When somebody becomes a Lofter, I want to ensure that they have continued communication up until that first day. There’s standard communication talking about details of what the first day is going to look like, but also outreach from the team such as sending them welcome e-mails, a personalized SalesLoft card and event some swag to put a personalized touch to it.
We’re also in the process of building out a much more robust onboarding program. Currently we are looking at a two-week integration process that includes company history, meeting with our leaders, hearing from our founders and from all of the other individuals that can speak to our core values. That will help us set new employees up to be core value ambassadors. We’re piloting that right now with our sales team and then will scale to the rest of the organization.
Let’s talk about retention, because that’s another big issue that tech companies are seeing now. What are some things that you do to make SalesLoft a place that employees want to stay at?
Our culture is naturally a derivative of our core values, but it’s much more than that. The culture is genuine. You know that everybody is working together towards the collective goal. One thing I think is unique to SalesLoft is that you really do want to bring your best. People just passionately believe in the work that we’re doing and you can see that in the person sitting next to you, in the leaders, that they really are elevating and bringing their very best.

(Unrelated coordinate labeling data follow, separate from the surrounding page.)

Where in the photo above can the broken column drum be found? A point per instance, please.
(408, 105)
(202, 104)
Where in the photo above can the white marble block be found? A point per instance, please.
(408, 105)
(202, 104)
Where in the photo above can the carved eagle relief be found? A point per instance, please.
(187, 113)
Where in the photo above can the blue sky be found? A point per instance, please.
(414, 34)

One of the things that we actually put in our role descriptions is that you will grow more here than any place else, guaranteed. And it’s very true. You have an opportunity to take on new challenges, to call out ideas and to problem solve — that type of open environment is encouraged and fostered.

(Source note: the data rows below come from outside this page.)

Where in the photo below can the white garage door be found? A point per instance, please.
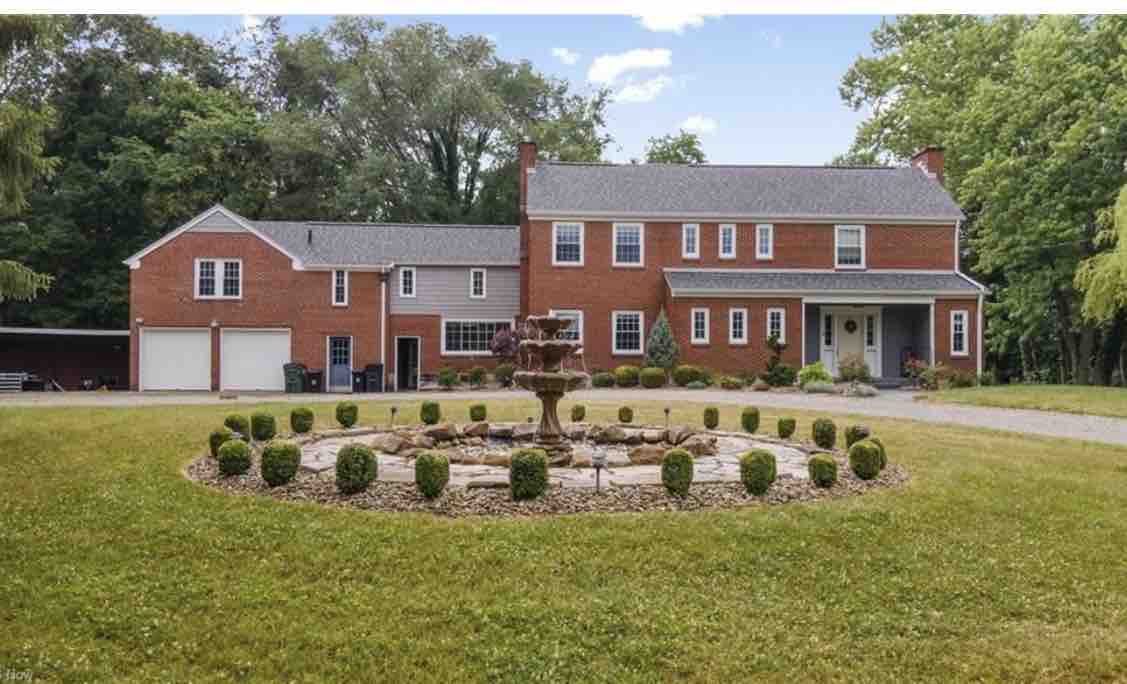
(253, 360)
(175, 358)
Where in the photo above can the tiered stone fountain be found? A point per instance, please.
(550, 382)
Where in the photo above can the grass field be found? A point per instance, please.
(1067, 398)
(1001, 560)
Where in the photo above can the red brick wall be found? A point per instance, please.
(274, 295)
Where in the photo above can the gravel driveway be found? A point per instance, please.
(888, 405)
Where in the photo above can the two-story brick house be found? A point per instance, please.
(834, 260)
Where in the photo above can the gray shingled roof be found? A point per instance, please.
(766, 192)
(381, 243)
(689, 282)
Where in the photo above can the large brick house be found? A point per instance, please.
(834, 260)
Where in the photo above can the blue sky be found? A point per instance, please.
(756, 89)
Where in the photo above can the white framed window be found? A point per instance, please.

You mentioned a little bit about continued learning programs for employees. What does look like?
We have a leadership development program that I am continuing to build out much more robustly this year. That includes professional development programs for all employees by the end of the year and creating programs for future leaders and first-time managers.
In addition to that, SalesLoft is really a place where everybody is exceptionally open to sharing their knowledge. You can go to any individual within the organization and ask to learn more about engineering, IT, the sales process. It’s a very organic and natural way that we share information.

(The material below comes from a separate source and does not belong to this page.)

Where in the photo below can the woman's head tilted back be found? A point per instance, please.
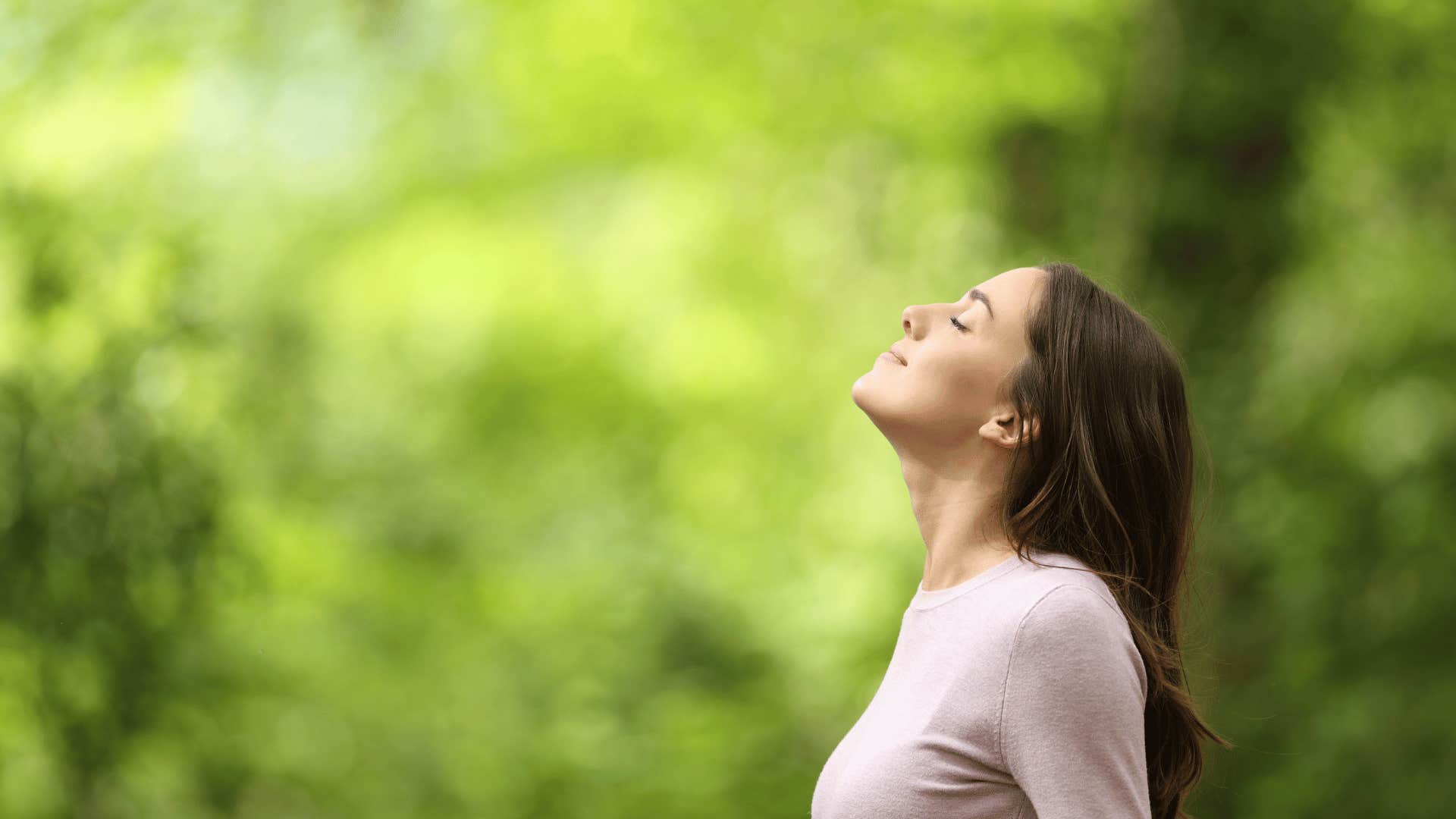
(1075, 407)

What do you do to foster employee connections, and to make SalesLoft a fun place to work?
We do lunch multiple times each week in the community lunchroom, which is a great opportunity for all of our teams to interact and mingle together. We have all-hands meetings on Fridays. It’s casual and we get to ask questions. But we also foster activities outside of the work environment. We sponsor sports teams, community events, we had a float in the Pride parade. We support the Atlanta roller derby girls and give out tickets so we can go together as a group. You really get to have an opportunity to continue fostering and building relationships both inside of work and outside of work.
How does all of this — your recruiting process, core value-driven culture, and focus on retention — how does it all make SalesLoft more successful as a business?
It all comes back to fit. We have this very intentional recruiting process where those that are hired here at SalesLoft feel like this is a fit for them as an individual, and we as an organization are excited to have them as part of a team as we continue to grow. And I think that is a huge contributor to our success. Employees have this ability to ramp up quickly. It keeps turnover low when we have a connection with skill set, team environment and core values.
The employees love the culture. They helped create it, they want to hear about it and be part of the team. And when you have such a high performing culture and employees that gravitate toward that, I think that just equates to success. Success is the outcome when all of those components click and work together.